Social work can sometimes be difficult to define or explain to the public. While many people have direct experience with teachers, nurses, or police officers, far fewer understand what social workers actually do. A research project by Professor Mark Doel at Sheffield Hallam University explores an innovative way to make social work more visible – through the display of meaningful objects. Read More
Doel created a website called ‘Social Work in 40 Objects’ where people could donate objects that connected them to social work, along with explanatory stories. Rather than relying on abstract definitions, this approach aimed to demonstrate social work through physical items that could be displayed. The project has been remarkably successful, so far attracting over 170 donations from 30 countries across five continents.
Objects range from practical things, such as a street map book used by a newly qualified social worker, to metaphorical objects, such as a candle representing hope, to deeply personal heirlooms, such as a French horn mouthpiece connecting a social worker to his estranged father.
Doel discovered that objects became most powerful when they acquired a special significance created when the object, the person, and the profession became fused into one story.
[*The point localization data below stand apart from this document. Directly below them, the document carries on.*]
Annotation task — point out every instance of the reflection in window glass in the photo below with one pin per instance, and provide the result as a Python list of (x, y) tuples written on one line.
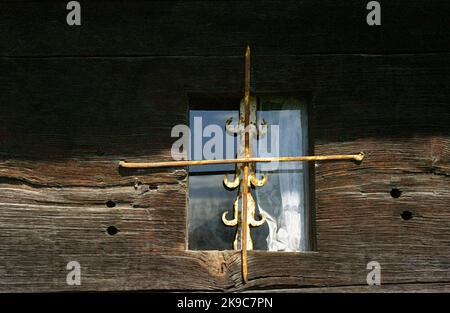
[(282, 199)]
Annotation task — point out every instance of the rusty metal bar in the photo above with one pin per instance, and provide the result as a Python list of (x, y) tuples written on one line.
[(355, 157)]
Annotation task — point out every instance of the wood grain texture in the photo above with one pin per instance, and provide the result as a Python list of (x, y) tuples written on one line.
[(65, 123), (76, 101), (136, 28)]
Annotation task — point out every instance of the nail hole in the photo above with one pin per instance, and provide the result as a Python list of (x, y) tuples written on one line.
[(110, 204), (406, 215), (112, 230), (396, 193)]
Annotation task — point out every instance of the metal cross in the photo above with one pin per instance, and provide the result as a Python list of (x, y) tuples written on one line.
[(248, 178)]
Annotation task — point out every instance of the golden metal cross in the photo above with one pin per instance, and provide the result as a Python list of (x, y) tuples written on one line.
[(246, 161)]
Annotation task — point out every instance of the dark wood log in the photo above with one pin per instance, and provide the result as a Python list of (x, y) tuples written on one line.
[(66, 122), (202, 28)]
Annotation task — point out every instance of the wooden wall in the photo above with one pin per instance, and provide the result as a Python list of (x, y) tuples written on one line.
[(76, 100)]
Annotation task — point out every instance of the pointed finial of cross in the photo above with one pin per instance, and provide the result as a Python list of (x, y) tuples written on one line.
[(244, 163)]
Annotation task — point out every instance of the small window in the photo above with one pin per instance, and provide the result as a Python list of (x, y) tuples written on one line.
[(282, 200)]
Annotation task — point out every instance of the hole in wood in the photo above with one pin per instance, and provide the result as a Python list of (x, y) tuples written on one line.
[(112, 230), (406, 215), (110, 204), (396, 193)]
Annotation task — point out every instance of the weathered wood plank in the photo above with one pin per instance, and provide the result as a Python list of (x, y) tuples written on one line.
[(399, 288), (57, 113), (221, 28)]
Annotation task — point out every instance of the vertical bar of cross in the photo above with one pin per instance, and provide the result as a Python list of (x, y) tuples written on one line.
[(246, 166)]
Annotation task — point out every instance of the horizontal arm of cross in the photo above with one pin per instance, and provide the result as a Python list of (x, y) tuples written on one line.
[(355, 157)]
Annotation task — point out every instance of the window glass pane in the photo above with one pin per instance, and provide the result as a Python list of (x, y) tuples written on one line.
[(282, 199)]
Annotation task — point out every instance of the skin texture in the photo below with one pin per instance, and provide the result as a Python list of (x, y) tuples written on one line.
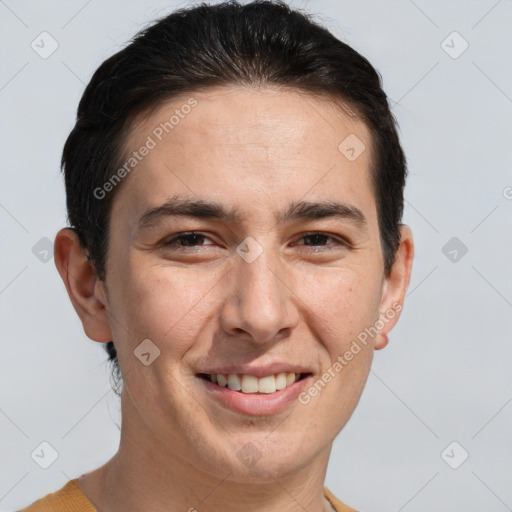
[(302, 301)]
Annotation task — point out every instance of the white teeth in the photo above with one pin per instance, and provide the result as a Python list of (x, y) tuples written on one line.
[(234, 382), (281, 381), (249, 384), (253, 384)]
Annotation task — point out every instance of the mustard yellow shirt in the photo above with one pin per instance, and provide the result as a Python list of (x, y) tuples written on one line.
[(71, 499)]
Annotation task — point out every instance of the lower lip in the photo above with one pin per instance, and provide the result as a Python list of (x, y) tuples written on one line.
[(256, 404)]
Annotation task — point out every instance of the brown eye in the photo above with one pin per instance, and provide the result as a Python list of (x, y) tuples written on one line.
[(318, 239), (185, 241)]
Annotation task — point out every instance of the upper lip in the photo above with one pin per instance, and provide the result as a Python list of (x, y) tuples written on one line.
[(257, 371)]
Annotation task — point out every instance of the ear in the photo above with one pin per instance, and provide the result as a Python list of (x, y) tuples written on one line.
[(85, 290), (395, 286)]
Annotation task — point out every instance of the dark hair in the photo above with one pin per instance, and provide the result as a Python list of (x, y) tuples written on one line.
[(260, 43)]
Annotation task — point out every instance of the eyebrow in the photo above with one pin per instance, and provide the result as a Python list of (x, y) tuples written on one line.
[(202, 209)]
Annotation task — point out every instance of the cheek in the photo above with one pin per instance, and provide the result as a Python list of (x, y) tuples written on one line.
[(167, 305), (342, 302)]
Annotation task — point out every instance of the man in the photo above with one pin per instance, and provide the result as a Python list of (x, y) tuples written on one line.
[(235, 190)]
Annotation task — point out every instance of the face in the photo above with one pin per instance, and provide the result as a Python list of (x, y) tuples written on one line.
[(244, 245)]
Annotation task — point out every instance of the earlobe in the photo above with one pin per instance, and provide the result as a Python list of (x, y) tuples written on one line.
[(85, 290), (395, 286)]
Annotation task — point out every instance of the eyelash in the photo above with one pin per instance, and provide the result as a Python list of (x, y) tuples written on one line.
[(182, 236)]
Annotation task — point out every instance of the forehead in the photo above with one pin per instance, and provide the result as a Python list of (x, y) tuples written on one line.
[(251, 147)]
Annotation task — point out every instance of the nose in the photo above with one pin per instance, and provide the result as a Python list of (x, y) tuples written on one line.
[(261, 305)]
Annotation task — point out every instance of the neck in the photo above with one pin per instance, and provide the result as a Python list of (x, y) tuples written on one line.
[(146, 474)]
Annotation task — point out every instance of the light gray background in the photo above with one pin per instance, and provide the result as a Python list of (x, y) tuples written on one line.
[(446, 374)]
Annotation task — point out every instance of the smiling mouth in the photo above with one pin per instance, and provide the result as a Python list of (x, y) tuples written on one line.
[(251, 384)]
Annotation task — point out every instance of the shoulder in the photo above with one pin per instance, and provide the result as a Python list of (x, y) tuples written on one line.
[(69, 498), (336, 503)]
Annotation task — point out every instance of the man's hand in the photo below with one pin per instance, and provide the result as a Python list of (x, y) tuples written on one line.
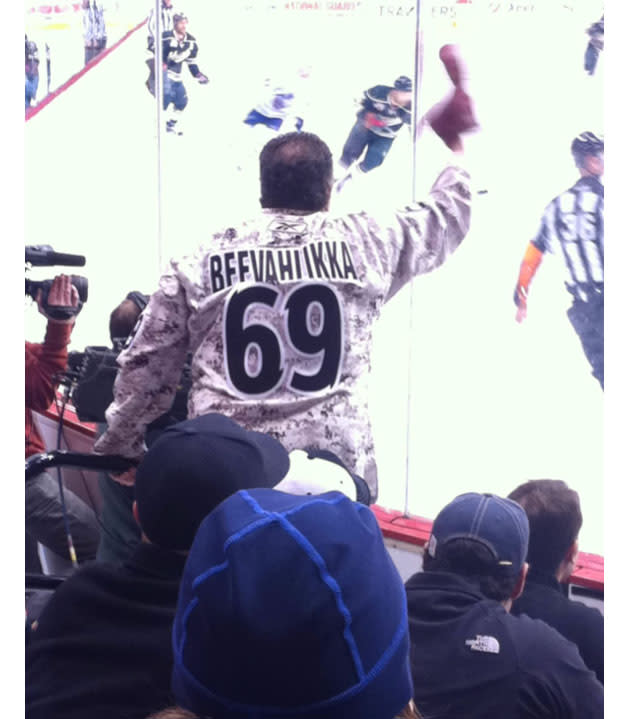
[(450, 118), (63, 295)]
For example, a small, painted model of the children’s TV character Postman Pat, made by a social worker’s son 25 years earlier, had accompanied her throughout her career. It served as a reminder of the tension between her roles as mother and professional.
In further research with colleagues Dr Soraya Espinoza Moraga, Dr Ramón Vivanco Muñoz and Irene Ibacache Calderón from Los Lagos University in Chile, Professor Doel compared two collections of objects and stories – one primarily from the UK and another from Latin America. The researchers identified three main categories: practical objects used directly in social work; symbolic objects that represent social work metaphorically; and totemic objects that have acquired special personal significance over time.
While the researchers expected cultural differences between the collections, they were surprised to find many similarities in how objects were used to express the complex nature of social work.
Both studies suggest that objects can communicate the complexities of social work in ways that definitions and texts cannot.
By connecting material things to professional stories, objects make social work more tangible and accessible to those unfamiliar with the profession. As Professor Doel and his colleagues note: ‘text books and definitions of social work are unlikely to touch the broader public, but perhaps stories of social work can.’